The relationship of poetry and prayer, though, is what Haeri explores in this book. She names both as “forms of eternal knowledge.” Just as namaz may allow one to sink down to the seed, and just as do’a creates intimacy with God, so does the body of mystical poetry in Iran help way to open for the seeker, “offer[ing] a stream of ideas with which one can grapple over a lifetime . . . it encourages pondering the qualities of [one’s] relationship to the divine.” Haeri’s thesis is that mystical poetry “braids” mysticism into religiosity, that it can be a “companion to the prayers” learned in childhood. That’s an important statement for a Western audience; usually, we see images of namaz taking place in mosques, reinforcing the idea that Islam is a rigid set of rules and rituals rather than a guide to the living God, with the Qur’an as the guidebook.
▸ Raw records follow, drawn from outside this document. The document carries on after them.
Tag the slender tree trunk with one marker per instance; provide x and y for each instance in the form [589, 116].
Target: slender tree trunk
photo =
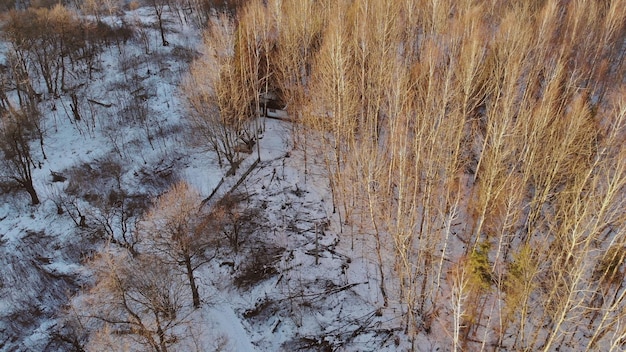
[31, 191]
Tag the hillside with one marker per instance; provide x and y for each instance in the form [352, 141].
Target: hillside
[313, 176]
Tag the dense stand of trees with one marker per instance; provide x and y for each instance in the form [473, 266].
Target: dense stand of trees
[479, 143]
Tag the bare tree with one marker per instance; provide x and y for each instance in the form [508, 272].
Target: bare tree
[134, 299]
[17, 160]
[175, 231]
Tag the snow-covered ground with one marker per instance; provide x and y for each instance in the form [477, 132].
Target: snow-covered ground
[296, 283]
There’s a truth about the practice of namaz that Quakers—especially unprogrammed ones—might find interesting. Haeri describes the way namaz works for some people. Rather than the mere repetition of words, practicing namaz over time creates “the emergence and proliferation of meaning, rather than a fixing and fading of it.” Such a possibility reminds me of lectio divina or other ways of deepening the reading of prayers that are written rather than spontaneous. And like the Bible’s advice to pray in private and not to make a show of it, Saadi cautions that “It is the key to the gate of hell that namaz / That you perform in front of others.” 

I jumped at the chance to review this book. Because I’ve been married to an Iranian for many years, I have an existing knowledge base of their culture and language. It also reminded me (as if I could ever forget) of visiting Hafez’s shrine in Shiraz, Iran. I did not expect to see people, quite at rest and seated all around the sarcophagus. I entered that space in curiosity and incredulity: here do’a was present, and it was something palpable, very like the contemplative worship of my own Quaker meeting, half a world away. (You can read my FJ article, “A Place of Stillness in Iran,” in the October 2016 issue.)


Karie Firoozmand is a member of Stony Run Meeting in Baltimore, Md. She exercised great restraint in the length of this review, as Iranian culture is a subject of great interest to her.